I’ve always been fascinated by Storyville, the legal red light district in New Orleans that existed from 1897 to1917. The bordellos gave birth to jazz, the local politicians were deeply involved, and the madams, like Mama Des’ree, had a great deal of power and influence. It was one of the few places at that time that women had power. The others were the Catholic Church, where the sisters nursed plague victims, schooled children and ran orphanages, and the bayou traiteuses, whose medicine was available to the common people who couldn’t afford or wouldn’t be seen by doctors. I chose 1915 because it was well into those years and Red would have had time to grow to her age surrounded by the Storyville culture.
I’m that annoying guy at the reading that always wants to ask the super-cliché questions, so apologies in advance. First, can you tell us a bit about your writing routine? (mornings with coffee pecking at the keys; ten hours in front of a keyboard every day; chunks when inspiration strikes, et cetera?)
I’m pretty much a “chunks when the inspiration strikes” type, though I do like mornings before the world’s madness pollutes my thinking. I’m also one of those writers who gets a great idea when I’m in the car or shower and dashes off to at least try to get it in some form. Since I’m retired I can write at varied times, and that suits me.
And the story process itself: are you a seventeen drafts before even your first reader sees it kind of writer, or does it all flow brilliantly to fountain pen on first thought without stopping (someone someday will reply yes to that, I’m sure), or do you write a single sentence a million times until it’s perfect, or…?
I’m a “pantser,” often to my detriment I’m afraid. I don’t plot things out carefully before I begin, so there’s a certain amount of back-and-fill in my initial process. I do get things in what I think is workable order before I find a beta reader, because it’s easy to go blind and not know what’s on the page and what’s in your head from some prior draft or other. I do have a three part editing process at the end. First I edit on the computer, then print it out and edit on paper, then read it out loud. Each one gives me different ideas and finds different flaws.

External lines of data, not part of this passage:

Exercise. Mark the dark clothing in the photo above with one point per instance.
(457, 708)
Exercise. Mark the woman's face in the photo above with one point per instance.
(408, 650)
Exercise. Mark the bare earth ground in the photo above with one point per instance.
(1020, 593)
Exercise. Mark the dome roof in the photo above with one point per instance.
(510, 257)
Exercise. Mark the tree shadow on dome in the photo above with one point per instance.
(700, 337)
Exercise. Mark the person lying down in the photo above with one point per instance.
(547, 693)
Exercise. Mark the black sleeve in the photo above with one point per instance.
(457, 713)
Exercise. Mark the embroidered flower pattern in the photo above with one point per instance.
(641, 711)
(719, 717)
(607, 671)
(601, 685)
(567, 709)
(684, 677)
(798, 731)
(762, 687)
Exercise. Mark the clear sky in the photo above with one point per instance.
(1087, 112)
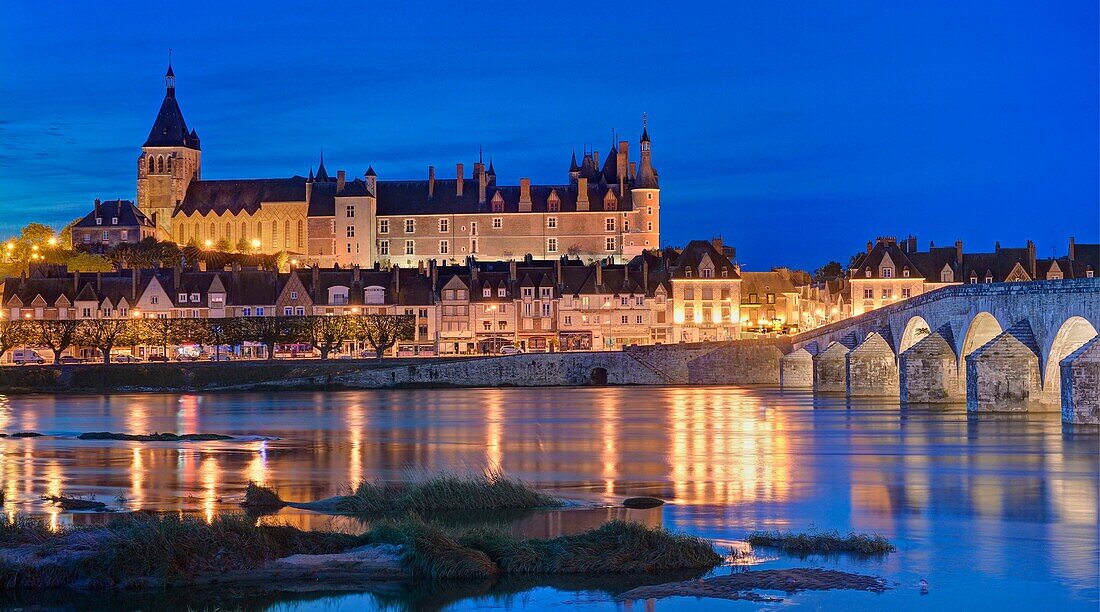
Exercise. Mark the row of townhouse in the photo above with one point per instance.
(891, 270)
(672, 295)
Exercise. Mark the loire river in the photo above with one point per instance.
(993, 512)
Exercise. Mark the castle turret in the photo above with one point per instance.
(169, 160)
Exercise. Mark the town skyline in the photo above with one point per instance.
(728, 156)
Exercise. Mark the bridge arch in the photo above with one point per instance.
(1073, 334)
(983, 327)
(915, 330)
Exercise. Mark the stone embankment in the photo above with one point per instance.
(736, 362)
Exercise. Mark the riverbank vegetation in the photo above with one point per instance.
(823, 543)
(487, 491)
(146, 550)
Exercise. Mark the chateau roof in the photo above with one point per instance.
(410, 197)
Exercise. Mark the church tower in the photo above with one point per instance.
(646, 194)
(169, 161)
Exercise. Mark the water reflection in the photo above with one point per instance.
(727, 459)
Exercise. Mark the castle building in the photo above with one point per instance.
(609, 210)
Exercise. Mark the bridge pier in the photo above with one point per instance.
(1003, 374)
(831, 369)
(871, 368)
(796, 370)
(1080, 385)
(928, 371)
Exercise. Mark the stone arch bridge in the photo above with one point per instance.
(1002, 347)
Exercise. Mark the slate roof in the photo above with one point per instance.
(240, 195)
(410, 197)
(169, 128)
(128, 214)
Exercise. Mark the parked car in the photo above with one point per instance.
(22, 357)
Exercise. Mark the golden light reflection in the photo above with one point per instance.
(609, 425)
(208, 476)
(494, 428)
(725, 449)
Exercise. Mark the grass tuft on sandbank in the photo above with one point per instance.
(261, 498)
(823, 543)
(616, 547)
(446, 492)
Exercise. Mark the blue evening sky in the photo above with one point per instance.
(795, 130)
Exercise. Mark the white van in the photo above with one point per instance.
(23, 357)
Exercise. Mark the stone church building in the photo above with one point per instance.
(609, 210)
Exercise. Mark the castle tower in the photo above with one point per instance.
(646, 195)
(169, 160)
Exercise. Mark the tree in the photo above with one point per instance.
(105, 334)
(325, 332)
(12, 334)
(56, 335)
(383, 331)
(267, 330)
(831, 271)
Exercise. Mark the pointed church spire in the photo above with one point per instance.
(169, 77)
(322, 175)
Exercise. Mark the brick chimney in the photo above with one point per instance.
(582, 194)
(525, 195)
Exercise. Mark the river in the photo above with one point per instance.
(993, 512)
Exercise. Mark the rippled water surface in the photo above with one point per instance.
(993, 512)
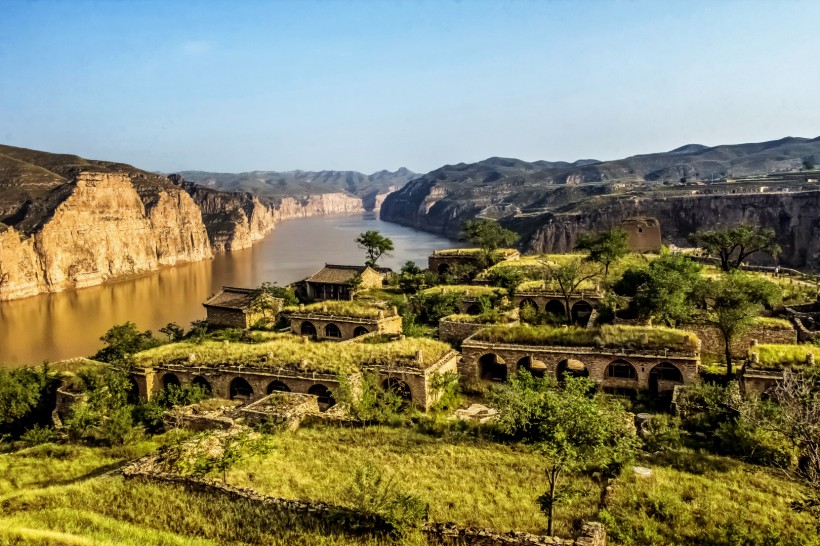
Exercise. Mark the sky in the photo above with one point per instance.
(371, 85)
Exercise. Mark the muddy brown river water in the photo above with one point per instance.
(69, 324)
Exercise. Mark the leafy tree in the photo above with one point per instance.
(24, 397)
(375, 244)
(122, 341)
(489, 236)
(605, 247)
(732, 302)
(571, 426)
(736, 243)
(174, 331)
(663, 291)
(569, 276)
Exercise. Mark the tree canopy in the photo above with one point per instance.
(605, 247)
(731, 303)
(732, 245)
(375, 245)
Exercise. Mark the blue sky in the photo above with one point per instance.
(238, 86)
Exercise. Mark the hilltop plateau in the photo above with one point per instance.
(688, 188)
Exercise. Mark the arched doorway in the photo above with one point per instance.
(621, 369)
(556, 309)
(663, 378)
(571, 366)
(240, 389)
(308, 329)
(528, 303)
(581, 311)
(398, 387)
(170, 379)
(474, 309)
(202, 383)
(331, 330)
(326, 400)
(492, 367)
(277, 386)
(535, 367)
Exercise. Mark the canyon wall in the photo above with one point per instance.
(102, 229)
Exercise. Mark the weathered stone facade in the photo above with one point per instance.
(612, 369)
(712, 341)
(644, 234)
(252, 383)
(581, 304)
(338, 328)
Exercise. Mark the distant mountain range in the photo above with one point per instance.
(570, 197)
(274, 185)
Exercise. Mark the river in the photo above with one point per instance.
(69, 324)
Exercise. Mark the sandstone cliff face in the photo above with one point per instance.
(234, 220)
(317, 205)
(101, 230)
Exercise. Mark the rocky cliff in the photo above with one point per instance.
(234, 220)
(99, 228)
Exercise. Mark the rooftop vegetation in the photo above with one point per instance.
(776, 356)
(483, 318)
(292, 352)
(627, 337)
(466, 290)
(354, 309)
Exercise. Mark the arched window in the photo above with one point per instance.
(308, 329)
(170, 379)
(492, 367)
(621, 369)
(240, 389)
(398, 387)
(202, 383)
(326, 400)
(277, 386)
(572, 367)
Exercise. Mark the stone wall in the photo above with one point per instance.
(595, 360)
(712, 341)
(348, 326)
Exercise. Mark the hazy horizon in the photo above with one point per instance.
(224, 87)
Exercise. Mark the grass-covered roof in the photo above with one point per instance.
(292, 352)
(776, 356)
(354, 309)
(626, 337)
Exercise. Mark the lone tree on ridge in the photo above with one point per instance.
(734, 244)
(375, 245)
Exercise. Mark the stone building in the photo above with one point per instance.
(249, 372)
(338, 282)
(329, 321)
(581, 304)
(644, 234)
(232, 308)
(649, 362)
(442, 261)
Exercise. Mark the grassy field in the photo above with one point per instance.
(62, 495)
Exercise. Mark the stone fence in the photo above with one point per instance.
(358, 522)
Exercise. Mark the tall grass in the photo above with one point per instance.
(286, 350)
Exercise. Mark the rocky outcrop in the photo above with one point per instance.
(101, 229)
(234, 220)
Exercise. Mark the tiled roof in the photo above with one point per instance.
(231, 298)
(341, 274)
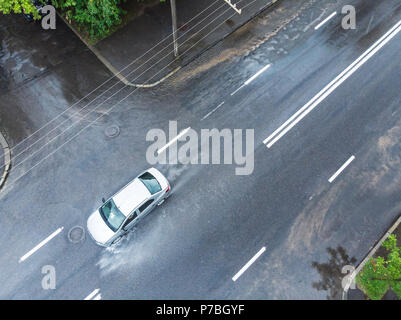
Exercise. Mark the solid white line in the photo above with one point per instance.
(237, 90)
(249, 263)
(113, 107)
(92, 294)
(257, 74)
(212, 111)
(326, 91)
(173, 140)
(334, 176)
(27, 255)
(325, 20)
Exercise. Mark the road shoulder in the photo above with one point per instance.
(5, 161)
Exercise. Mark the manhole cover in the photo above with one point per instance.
(76, 234)
(112, 131)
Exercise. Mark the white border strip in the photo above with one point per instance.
(92, 294)
(346, 164)
(325, 20)
(40, 245)
(326, 91)
(249, 263)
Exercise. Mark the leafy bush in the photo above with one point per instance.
(95, 16)
(16, 6)
(379, 273)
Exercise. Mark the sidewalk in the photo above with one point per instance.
(143, 49)
(378, 250)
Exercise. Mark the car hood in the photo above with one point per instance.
(98, 229)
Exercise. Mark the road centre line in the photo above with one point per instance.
(92, 294)
(173, 140)
(326, 91)
(212, 111)
(41, 244)
(346, 164)
(325, 20)
(248, 264)
(257, 74)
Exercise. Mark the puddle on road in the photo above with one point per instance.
(332, 272)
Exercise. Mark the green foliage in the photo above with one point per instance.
(95, 16)
(379, 273)
(18, 6)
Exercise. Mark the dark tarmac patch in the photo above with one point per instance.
(331, 272)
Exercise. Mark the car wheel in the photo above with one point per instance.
(116, 240)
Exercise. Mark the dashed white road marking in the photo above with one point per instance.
(41, 244)
(248, 264)
(346, 164)
(95, 294)
(173, 140)
(325, 20)
(212, 111)
(257, 74)
(334, 84)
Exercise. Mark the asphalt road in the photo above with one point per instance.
(216, 221)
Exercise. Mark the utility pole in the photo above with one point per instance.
(174, 19)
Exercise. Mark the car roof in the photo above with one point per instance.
(131, 196)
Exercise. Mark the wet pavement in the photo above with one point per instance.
(215, 221)
(143, 49)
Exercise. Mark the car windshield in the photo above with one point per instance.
(150, 182)
(111, 215)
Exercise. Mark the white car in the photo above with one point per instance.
(126, 208)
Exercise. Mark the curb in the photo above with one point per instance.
(113, 69)
(7, 159)
(124, 80)
(368, 256)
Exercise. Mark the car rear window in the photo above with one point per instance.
(150, 182)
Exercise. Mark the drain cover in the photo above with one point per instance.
(76, 234)
(112, 131)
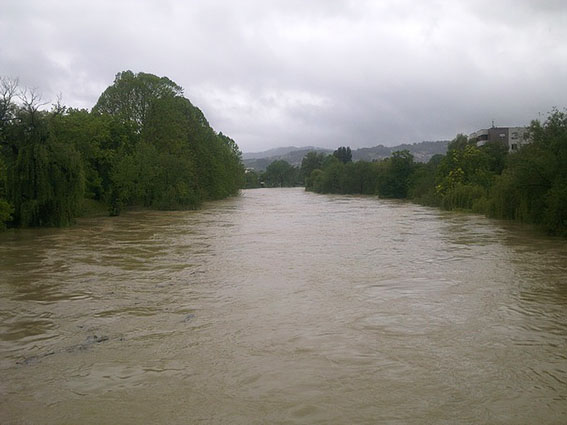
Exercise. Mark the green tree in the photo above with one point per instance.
(343, 154)
(131, 96)
(311, 161)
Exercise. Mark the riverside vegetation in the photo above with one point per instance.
(529, 185)
(143, 144)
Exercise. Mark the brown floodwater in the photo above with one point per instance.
(285, 307)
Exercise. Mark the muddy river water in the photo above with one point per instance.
(284, 307)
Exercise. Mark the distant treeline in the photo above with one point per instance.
(529, 185)
(143, 144)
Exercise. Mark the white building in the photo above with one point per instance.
(513, 137)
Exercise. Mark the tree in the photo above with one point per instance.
(280, 173)
(396, 178)
(131, 96)
(311, 161)
(343, 154)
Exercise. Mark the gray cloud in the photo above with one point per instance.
(321, 72)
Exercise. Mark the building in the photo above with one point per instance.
(513, 137)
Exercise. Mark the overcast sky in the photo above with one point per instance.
(305, 72)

Would you talk a little bit about the submission process for this piece? As a story that’s been longlisted at least once previously, it seems like there might be some value for other submitters in hearing the journey this piece has taken to publication.
I’m much better at writing than submitting I’m afraid. I have to fight a “deer in the headlights” feeling. My old therapist self says it’s fear of rejection or imposter syndrome, but the writer in me says the work needs its own life and I need to go on and push that button. I know enough writers to know it’s fraught even when we know the work is good. But I like Masters Review very much, and Kelly Link was just too hard to ignore. She’s been a great influence on the magical realism aspects of some of my work. So I jumped.